While the travel and expense industry has made strides in
easing the management and reporting of expenses while collecting valuable data,
many corporations still are not taking full advantage of technological
advances.
About 29 percent of 216 "decision-makers around the
world with responsibility for expense management" surveyed between January
and March by Forrester Research use Excel spreadsheets to manage expenses,
according to a report commissioned by American Express and released in June.
Only the use of an expense module of enterprise resource planning software (32
percent) was a more popular expense management option among the survey's
respondents.
"These statistics suggest that many firms are expending
significant internal resources to maintain their current expense management
systems, in terms of business and IT personnel, as well as software and
infrastructure support," according to the American Express report.
The survey included executives from North America, Europe
and the Asia/Pacific region from "enterprises" with at least 1,000
employees and "midmarket firms" with 100 to 999 employees.
Specifically, 34 percent of midmarket respondents indicated
that they used Excel spreadsheets, as did 24 percent of enterprise respondents.
"We run into that quite frequently, that our clients
are still using manual reimbursement systems," TCG Consulting director of
commercial payments and expense management Jim Coufal told Travel Procurement. "I think the [survey] number is low.

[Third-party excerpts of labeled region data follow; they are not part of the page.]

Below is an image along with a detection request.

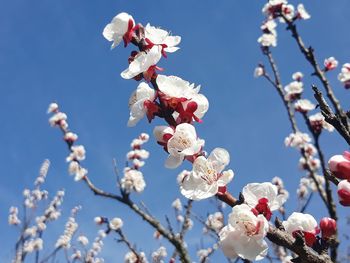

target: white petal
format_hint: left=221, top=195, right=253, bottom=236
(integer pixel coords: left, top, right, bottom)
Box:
left=208, top=148, right=230, bottom=173
left=218, top=170, right=234, bottom=186
left=165, top=154, right=184, bottom=169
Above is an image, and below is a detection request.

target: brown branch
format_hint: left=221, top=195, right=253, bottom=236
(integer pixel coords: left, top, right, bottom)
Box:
left=282, top=15, right=349, bottom=130
left=312, top=85, right=350, bottom=145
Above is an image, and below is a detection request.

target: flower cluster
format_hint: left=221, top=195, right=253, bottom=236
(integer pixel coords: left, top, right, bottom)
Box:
left=338, top=63, right=350, bottom=89
left=219, top=182, right=288, bottom=260
left=328, top=151, right=350, bottom=206
left=103, top=13, right=233, bottom=202
left=47, top=103, right=88, bottom=181
left=258, top=0, right=311, bottom=48
left=55, top=207, right=81, bottom=248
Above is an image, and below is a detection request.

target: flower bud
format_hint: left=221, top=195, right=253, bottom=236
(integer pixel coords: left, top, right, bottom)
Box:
left=320, top=217, right=337, bottom=239
left=338, top=180, right=350, bottom=206
left=328, top=151, right=350, bottom=180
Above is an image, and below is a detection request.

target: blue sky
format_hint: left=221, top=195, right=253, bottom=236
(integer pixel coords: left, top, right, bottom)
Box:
left=0, top=0, right=350, bottom=262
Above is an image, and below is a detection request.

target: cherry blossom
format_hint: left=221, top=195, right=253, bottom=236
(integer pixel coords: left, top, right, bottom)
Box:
left=120, top=45, right=162, bottom=81
left=284, top=81, right=304, bottom=101
left=128, top=82, right=158, bottom=127
left=109, top=217, right=123, bottom=230
left=254, top=65, right=265, bottom=78
left=337, top=180, right=350, bottom=206
left=297, top=4, right=311, bottom=20
left=309, top=112, right=334, bottom=133
left=292, top=71, right=304, bottom=81
left=258, top=33, right=277, bottom=47
left=157, top=75, right=209, bottom=123
left=219, top=204, right=268, bottom=260
left=145, top=24, right=181, bottom=57
left=328, top=151, right=350, bottom=181
left=262, top=0, right=288, bottom=18
left=294, top=99, right=316, bottom=113
left=323, top=57, right=338, bottom=71
left=320, top=217, right=337, bottom=239
left=284, top=132, right=311, bottom=148
left=282, top=212, right=320, bottom=246
left=102, top=12, right=135, bottom=49
left=153, top=123, right=204, bottom=168
left=180, top=148, right=234, bottom=200
left=338, top=63, right=350, bottom=89
left=242, top=182, right=287, bottom=220
left=120, top=167, right=146, bottom=193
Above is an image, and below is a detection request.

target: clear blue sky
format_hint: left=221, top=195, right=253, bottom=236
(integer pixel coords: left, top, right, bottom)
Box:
left=0, top=0, right=350, bottom=262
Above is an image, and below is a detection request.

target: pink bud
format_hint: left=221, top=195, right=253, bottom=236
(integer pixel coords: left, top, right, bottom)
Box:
left=338, top=180, right=350, bottom=206
left=320, top=217, right=337, bottom=238
left=328, top=151, right=350, bottom=180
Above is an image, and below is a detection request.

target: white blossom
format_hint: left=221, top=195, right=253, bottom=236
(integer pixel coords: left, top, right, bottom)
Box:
left=128, top=82, right=155, bottom=127
left=121, top=168, right=146, bottom=193
left=109, top=217, right=123, bottom=230
left=66, top=145, right=85, bottom=162
left=323, top=57, right=338, bottom=71
left=145, top=24, right=181, bottom=53
left=297, top=4, right=311, bottom=20
left=171, top=198, right=182, bottom=211
left=180, top=148, right=234, bottom=200
left=120, top=45, right=162, bottom=79
left=242, top=182, right=287, bottom=220
left=254, top=66, right=265, bottom=78
left=153, top=123, right=204, bottom=168
left=284, top=132, right=311, bottom=148
left=219, top=204, right=268, bottom=260
left=294, top=99, right=316, bottom=113
left=103, top=12, right=135, bottom=49
left=338, top=63, right=350, bottom=89
left=284, top=81, right=304, bottom=101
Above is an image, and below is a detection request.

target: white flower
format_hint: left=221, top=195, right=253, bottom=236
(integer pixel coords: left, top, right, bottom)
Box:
left=47, top=102, right=58, bottom=113
left=77, top=235, right=89, bottom=246
left=219, top=204, right=268, bottom=260
left=120, top=46, right=162, bottom=79
left=103, top=13, right=135, bottom=49
left=153, top=123, right=204, bottom=168
left=171, top=198, right=182, bottom=211
left=145, top=24, right=181, bottom=53
left=297, top=4, right=311, bottom=20
left=309, top=112, right=334, bottom=132
left=180, top=148, right=234, bottom=200
left=205, top=212, right=224, bottom=231
left=254, top=65, right=265, bottom=78
left=281, top=4, right=294, bottom=21
left=242, top=182, right=287, bottom=220
left=260, top=19, right=277, bottom=35
left=128, top=82, right=155, bottom=127
left=338, top=63, right=350, bottom=89
left=49, top=112, right=67, bottom=126
left=64, top=132, right=78, bottom=142
left=109, top=217, right=123, bottom=230
left=284, top=132, right=311, bottom=148
left=258, top=33, right=277, bottom=47
left=292, top=71, right=304, bottom=81
left=66, top=145, right=85, bottom=162
left=323, top=57, right=338, bottom=71
left=157, top=75, right=209, bottom=122
left=121, top=168, right=146, bottom=193
left=284, top=81, right=304, bottom=101
left=294, top=99, right=316, bottom=113
left=282, top=212, right=320, bottom=246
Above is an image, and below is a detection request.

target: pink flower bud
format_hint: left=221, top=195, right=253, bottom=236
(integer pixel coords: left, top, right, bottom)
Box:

It's
probably closer to 45 percent."
Cloud-based expense systems, in which neither hardware nor
software is housed by the client and which are accessible from multiple
touchpoints, often are heralded as the future of expense reporting. Yet, just 8
percent of enterprise respondents and 3 percent of mid- market respondents
indicated that they use a third-party cloud expense management tool.
Coufal said many companies are slow to adopt an expense
management tool because doing so entails a "process investment."
Changing systems often requires participation from a cross-section of internal
departments, including human resources, payroll, accounting, audit, legal,
travel and IT. Additionally, business rules affecting policies have to be
reworked when a new system is introduced. For example, a company might have a
policy that mandates employees attach receipts for all purchases, but then
implements an expense tool that doesn't require employees to submit a receipt
for purchases under $25. New policy language has to be created, but the
managers creating the new rules don't necessarily have the authority to make
the changes, Coufal explained.
Often, persuading senior management to embrace the "pain"
of switching to a new system is challenging, especially if executives don't see
a quantifiable return on investment.
"It's difficult to herd the cats into a focused
approach to make the change," Coufal said. "It takes time. It's an
investment, and there is ROI, but it's a three- to five-year ROI."
Similarly, expense management supplier Databasics' director
of sales, Chris Harley, said if the executives responsible for approving the
cost of switching systems don't experience any "personal pain" in
filling or approving expense reports, then they're not likely to approve the
switch. Harley said those executives tend to think, " 'We have other
priorities and other projects we're focusing on, and the expense reporting is
still getting done—it may not be optimal, but it's still getting done.' "
While the price point and pain threshold is different for
each organization, Harley suggested that if a company processes at least 30
reports per month, it makes sense to switch to an expense management tool.
Implementing a new expense management system will take more
than simply switching processes, it will take a "cultural shift,"
said Louis Berard, Aberdeen Research senior research analyst for global supply
management.
"We're seeing a clear separation between the
organizations that are the best in class and are moving toward integrated
systems and the whole idea of mobility within those systems, versus the
organizations that go back to grassroots, open Excel documents to try to track
[expenses] that way," Berard said. "It becomes very cumbersome, and
unfortunately it really slows down their ability to perform."